Former Pilot Describes Crew Resource Management for Nurses
September 26, 2012 | Strategic Insights for Health System
When Gary L. Sculli, M.S.N., ATP, was laid off from being a pilot with a major U.S. airline and returned to his former career of nursing, “I was in culture shock,” he said. Now director of clinical training programs for the Veterans Health Administration’s (VHA) National Center for Patient Safety, Sculli presented “Nursing Crew Resource Management: High-Reliability Behaviors for Front-Line Nurses,” on Friday, September 21, 2012, at the National Association for Healthcare Quality’s annual conference in Tampa. He described how VHA developed a unit-based crew resource management (CRM) program for nurses.
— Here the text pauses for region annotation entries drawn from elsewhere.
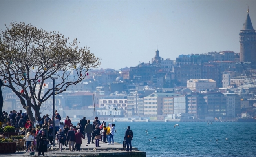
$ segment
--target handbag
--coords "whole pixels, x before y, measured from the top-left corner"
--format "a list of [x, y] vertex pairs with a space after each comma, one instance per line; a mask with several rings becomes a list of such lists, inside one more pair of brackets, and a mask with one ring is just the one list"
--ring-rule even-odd
[[97, 135], [95, 136], [95, 139], [100, 139], [100, 138], [101, 138], [101, 135]]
Aviation uses team training, human factors awareness, a high degree of standardization, briefings, checklists, incentivized nonpunitive reporting, “perpetual” training, and simulation. “Pilots will never say, ‘Do I have to use the checklist?’” Sculli said. By contrast, nursing has hierarchical relationships, no emphasis on human factors, varying degrees of standardization, and fear and shame in error reporting. In addition, more focus on systems thinking is needed. Everyone attending Sculli’s talk had seen the Swiss cheese model before, but, said Sculli, frontline nurses have not.